Posted September 15, 2012 by D. K. Holm

Elements of Arbitrage will seem familiar to many viewers. At the center of the story is a car accident involving a businessman and a mistress that will remind some people of the catalyst moment inBonfire of the Vanities. The tone and look of the film will remind them of other films in the New Sobriety found in films such asMichael ClaytonShattered Glass, and Margin Call , films with a calm tone and an autumnal look of browns and yellows. And as the lead, Richard Gere will evoke memoirs of his corporate raider in Pretty Woman. Here, though, he is the anti-Edward Lewis, a cunning survivalist who is really cut from the cloth of loophole leaping Vic Mackey in The Shield.

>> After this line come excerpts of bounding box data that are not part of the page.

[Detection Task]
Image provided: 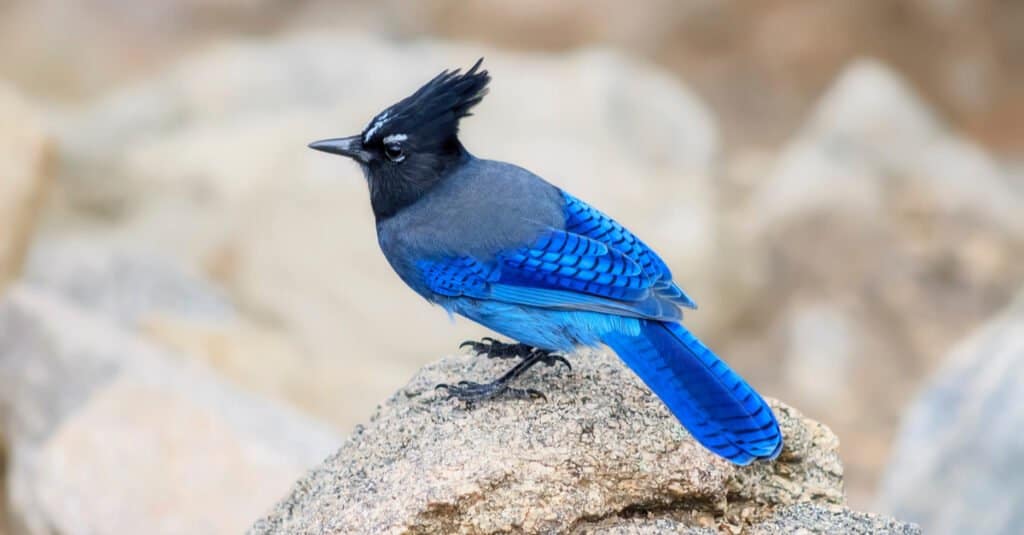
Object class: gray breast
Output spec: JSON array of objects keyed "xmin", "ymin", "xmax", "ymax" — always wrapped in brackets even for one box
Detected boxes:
[{"xmin": 378, "ymin": 159, "xmax": 565, "ymax": 266}]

Arbitrage begins with a party and ends with an black tie award ceremony.1 As the often flacid story unfolds, Robert Miller is returning home to his palatial manse to celebrate his birthday. We meet his wife (Susan Sarandon) and glimpse his kids, who include the older Brooke (Brit Marling) who is also his Chief Financial Officer. Miller leaves his own party early to hook up with his mistress (Laetitia Casta) at an art gallery. She is high maintenance, complications ensue, and Ms Casta’s character dies in a one-car accident. Miller decides to flee the scene – probably a good idea, given that the car abruptly blows up as he is walking away. Instead of going to the police, however, Miller calls a fixer (Nate Parker), the son of an old chauffeur, who spirits away the injured Miller. The rest of the tale alternates between Miller bobbing and wearing, eventually successfully, around an investigating cop (Tim Roth) in the shabby Columbo mode, and his own daughter, who has caught on to the fact that Miller is pulling an Enron and falsifying his company’s net worth in order to close a career-saving deal.

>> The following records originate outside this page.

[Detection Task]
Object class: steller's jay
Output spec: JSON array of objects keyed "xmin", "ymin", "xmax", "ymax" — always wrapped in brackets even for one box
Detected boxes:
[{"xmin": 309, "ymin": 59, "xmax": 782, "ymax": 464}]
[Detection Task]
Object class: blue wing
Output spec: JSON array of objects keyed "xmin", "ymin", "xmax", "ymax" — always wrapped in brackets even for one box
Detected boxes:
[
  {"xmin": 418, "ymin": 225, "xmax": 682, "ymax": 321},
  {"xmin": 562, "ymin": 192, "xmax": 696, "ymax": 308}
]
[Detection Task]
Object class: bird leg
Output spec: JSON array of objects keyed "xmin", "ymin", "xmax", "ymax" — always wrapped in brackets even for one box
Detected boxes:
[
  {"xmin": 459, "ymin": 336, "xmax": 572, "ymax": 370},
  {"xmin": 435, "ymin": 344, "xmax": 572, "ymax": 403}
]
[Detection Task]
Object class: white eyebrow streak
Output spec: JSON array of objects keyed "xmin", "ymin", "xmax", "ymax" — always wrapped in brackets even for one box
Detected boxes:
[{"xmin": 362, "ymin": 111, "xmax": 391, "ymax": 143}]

This isn’t a film that invites you to identify with its leading character, as some reviews have suggested. Instead, you don’t want Miller to get away with it, nor do you want him to get caught. You’re neutral. You’re an outside observer into the inner world of the super-rich and secretly famous. The director apparently has special familial insight into the world of high finance. Helmer and writer Nicholas Jarecki is brother to two also-filmmaking brothers but  seems to come from the sketchy sounding cinematic world of James Toback, about whom he has made a documentary, and produced one of Toback’s own docs, while also compiling the book Breaking In, which profiles 20 young directors and their success stories. Arbitrage is like a medium cool documentary-in-drama-form of the shark-like conscience of the one per cents. It’s a world of limos and private jets, whose inhabitants rarely have to step into a city street – and in fact, when ever MIller is seen on a sidewalk it is usually after a moment of crisis. Gere glides through this world with ease.2  He’s a man who believes in money as the solution to all problems – What else is there but money, he asks one character. His beautiful steel and white hued hair floats with unearned purity above the chaos and greed he creates below it. It’s an excellent performance, one of Gere’s best, and makes Arbitrage watchable even when the film evokes the highest rage. By the time the viewer gets to the awards ceremony, all there is to think of is the last line of Madam Bovary: “And M. Homais was awarded the Legion d’Honeur.”

1 Cinematically, parties and ceremonies are great ways to introduce and exit characters.

2 Manohla  Dargis pointed out in her New York Times review that Gere has the best walk in movies.